Left: Ivan Grubanov, From the 'Smokescreens' series, 2012. Right: Vangelis Vlahos, Foreign archaeologists from standing to bending position, 2012

Ivan Grubanov & Vangelis Vlahos – Current Pasts

Athens Conservatoire - Project Room

Current Pasts is a collaborative project that brings together Greek artist Vangelis Vlahos and Serbian artist Ivan Grubanov; it is a joint presentation of new work by the two artists. In their visual research both focus on an exploration of history and of the role of memory, recording latter-day sociopolitical and historical developments and attempting to offer relevant interpretations. They are often seen to probe their native country’s recent historical past aiming at a reexamination that may yield alternative narratives.

Vangelis Vlahos’ Foreign archaeologists from standing to bending position (2012) comprises fifty three portraits of archaeologists who have worked in Greece over the last sixty-odd years, which the artist discovered in the archives of various foreign schools of archaeology that are based in Athens. Vlahos focuses on images whose chronology places them within the bounds of modern Greek history, which depict archaeologists on the job, studying, measuring, examining, surveying the progress of work on the excavations carried out in Greece. The work’s title references the actual flow of the images: the posture of the images’ subjects –from standing erect to bending down to standing upright again– is the basic element upon which a chain of movements is built.
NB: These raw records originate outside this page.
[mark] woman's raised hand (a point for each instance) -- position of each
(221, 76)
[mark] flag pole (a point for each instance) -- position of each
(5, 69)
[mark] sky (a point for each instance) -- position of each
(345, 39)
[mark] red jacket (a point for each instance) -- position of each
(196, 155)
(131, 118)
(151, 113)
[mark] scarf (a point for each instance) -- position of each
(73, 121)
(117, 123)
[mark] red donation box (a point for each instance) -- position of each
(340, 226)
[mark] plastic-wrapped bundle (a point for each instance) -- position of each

In this notion of the foreigner coming to Greece to undertake and supervise work on a certain project Greece’s current status as a nation under scrutiny by foreign technocrats, economists, and politicians is mirrored. Putting together the pieces of Greek history and culture is compared to the country’s contemporary economic restructuring. On the other hand, Vlahos’ work is a study on the nature of the archaeologist’s labor –which is indeed so integral to the meaning of the past itself– as much as it is an evaluation of the weight attached to archaeological sites as signifiers of Greek identity.

Smokescreens (2012), the title of Ivan Grubanov’s new series of drawings, is a military term describing a cloud of smoke used to conceal the movements of troops from the enemy. The visual effect of the drawings is achieved through a use of liquid acrylics to saturate the paper, which is in turn exposed to thick black smoke. Each drawing comes with a short phrase, usually of a sociopolitical content, quotes which the artist has excerpted from the press or from non-institutional blogs, which are in some way related to the current global crisis, and which attest a revolutionary spirit. Moreover, the work’s title can also be seen a comment on the mechanisms of repression used against current expressions of social malcontent, as well as on the tactics of deception political leaders employ to sway public opinion. In this archive of images Grubanov compiles the abstract meets the real, the poetic meets the critical, and the intuitive meets the intentional.

Also featured in the project is Grubanov’s Dead Flags (2011), an installation consisting of the old and faded flags of the communist party in what was formerly the republic of Yugoslavia, as well as those of other former socialist republics, which the artist collected through various institutions for culture and education dating from the days of socialist rule. Over and above its implicit reference to the failure of communist regimes, the work comments on the demise of political ideologies, the inadequacies of contemporary democracy, and the range of possible repercussions these have had. An archaeologist of the present, the artist unearths those long obsolete, ‘buried’ flags in order to reconstruct history and deal with the current crisis.

The two artists offer critical commentary that serves to highlight the complexity of the historical moment, carefully avoiding to take a stance on current events, and seeking instead to make the creative process a vehicle for understanding and to help launch an open dialogue on the issue of politics. The works on show create a platform for debating the relationship between politics and archaeology, starting from classical archaeology in Vlahos’ archive to arrive at Grubanov’s notion of a political archaeology of the present. It is a common repertoire of notions and concerns regarding the relationship of past and present that the two artists seem to tap into, while the title Current Pasts points to how a reading of the present may be possible through the past and history; to the importance no less of history reinvented.